Robert Woodward Barnwell (1801-1882)
Robert Woodward Barnwell (1801-1882) was an American planter, lawyer, and educator from South Carolina who served as a Senator in both the United States Senate and that of the Confederate States of America.
He was born in Beaufort, South Carolina on August 10, 1801 into a prosperous and influential family. His father Robert Barnwell had served in the Continental Congress and the U.S. Congress. This Barnwell began his advanced education at Beaufort College, then graduated from Harvard. He returned home to manage the family plantation.
Robert Woodward's political career began in 1826 when he served in the South Carolina state House of Representatives for Beaufort County. He held that office until 1828, when he was elected to the U.S. Congress. He served as a congressman from 1829 until 1833. (He declined to run again in 1832.) From 1833 to 1841 he was head of the South Carolina College, now known as the University of South Carolina, in Columbia.

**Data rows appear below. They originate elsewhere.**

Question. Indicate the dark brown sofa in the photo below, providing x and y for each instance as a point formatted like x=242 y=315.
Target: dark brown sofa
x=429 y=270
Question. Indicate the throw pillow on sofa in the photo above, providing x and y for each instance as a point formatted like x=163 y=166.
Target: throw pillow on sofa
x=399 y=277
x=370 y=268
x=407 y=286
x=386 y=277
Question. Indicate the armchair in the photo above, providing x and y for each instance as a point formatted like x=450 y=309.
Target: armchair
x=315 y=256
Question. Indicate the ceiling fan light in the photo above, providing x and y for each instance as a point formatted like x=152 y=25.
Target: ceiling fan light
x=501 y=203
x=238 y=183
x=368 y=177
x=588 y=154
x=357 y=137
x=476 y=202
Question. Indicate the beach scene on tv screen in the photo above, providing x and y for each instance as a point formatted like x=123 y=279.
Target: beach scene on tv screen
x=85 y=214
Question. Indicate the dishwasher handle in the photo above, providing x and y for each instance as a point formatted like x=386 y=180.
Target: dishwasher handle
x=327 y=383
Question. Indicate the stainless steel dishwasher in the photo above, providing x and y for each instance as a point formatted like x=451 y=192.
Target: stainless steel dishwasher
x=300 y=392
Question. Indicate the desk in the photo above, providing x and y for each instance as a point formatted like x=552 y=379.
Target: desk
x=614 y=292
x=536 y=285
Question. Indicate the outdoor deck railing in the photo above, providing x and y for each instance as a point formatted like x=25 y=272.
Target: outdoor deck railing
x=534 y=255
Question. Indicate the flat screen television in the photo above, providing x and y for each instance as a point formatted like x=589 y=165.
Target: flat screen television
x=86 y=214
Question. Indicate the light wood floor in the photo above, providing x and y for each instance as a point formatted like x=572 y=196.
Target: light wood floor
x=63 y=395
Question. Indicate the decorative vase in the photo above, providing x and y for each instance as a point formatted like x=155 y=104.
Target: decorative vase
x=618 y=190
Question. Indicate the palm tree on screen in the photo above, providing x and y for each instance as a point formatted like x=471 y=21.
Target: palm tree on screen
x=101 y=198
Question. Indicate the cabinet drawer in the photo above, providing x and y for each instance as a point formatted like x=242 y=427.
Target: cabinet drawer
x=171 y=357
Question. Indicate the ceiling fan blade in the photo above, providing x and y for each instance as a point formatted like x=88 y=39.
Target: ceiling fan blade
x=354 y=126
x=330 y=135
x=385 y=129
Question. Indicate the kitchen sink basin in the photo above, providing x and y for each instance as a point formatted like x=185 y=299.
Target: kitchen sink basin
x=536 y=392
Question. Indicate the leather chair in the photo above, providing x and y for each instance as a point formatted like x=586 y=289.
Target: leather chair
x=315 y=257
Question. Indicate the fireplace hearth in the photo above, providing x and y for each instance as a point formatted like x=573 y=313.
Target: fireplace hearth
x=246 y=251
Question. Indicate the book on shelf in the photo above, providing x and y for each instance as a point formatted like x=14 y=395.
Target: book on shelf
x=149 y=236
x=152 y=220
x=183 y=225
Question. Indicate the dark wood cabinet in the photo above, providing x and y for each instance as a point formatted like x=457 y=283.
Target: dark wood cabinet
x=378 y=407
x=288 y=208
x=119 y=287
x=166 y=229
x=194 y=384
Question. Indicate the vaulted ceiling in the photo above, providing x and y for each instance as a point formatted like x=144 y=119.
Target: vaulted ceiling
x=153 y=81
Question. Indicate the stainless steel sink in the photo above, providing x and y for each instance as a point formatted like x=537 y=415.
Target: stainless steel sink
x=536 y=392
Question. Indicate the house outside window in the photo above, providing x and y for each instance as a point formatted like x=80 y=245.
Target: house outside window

Barnwell was appointed to the United States Senate in after the death of Franklin Elmore on May 29, 1850. He served only from June until December, when after a special election Robert Barnwell Rhett replaced him. During this time period the tenuous balance between the northern and southern Senators required such short term appointments. His one distinction in the Senate involved the admission of California as a state. He opposed statehood in vain, but then had the good grace to introduce and present the credentials for one of her new senators, John C. Fremont.
In 1861 Barnwell was a delegate to the Confederate States of America Provisional Congress held in Montgomery, Alabama. At the congress' first meeting on February 4, 1861, William P. Chilton moved that Barnwell be appointed to preside temporarily over the Congress until its permanent organization. The Congress approved that proposal, but later that day, Barnwell handed the presidency over to Howell Cobb, who was elected president. In that Congress, he cast the vote (February 9, 1861) that ensured the election of Jefferson Davis as the Confederate President, and signed the Confederate Constitution. He represented South Carolina in the Confederate Senate from 1861 until 1865.
After the Civil War, he returned to Columbia and the University as an instructor. He as the chairman of the faculty at the South Carolina College from 1866 until 1873 when he retired. He died in Columbia on November 5, 1882 but was buried in St. Helena's Churchyard back in Beaufort.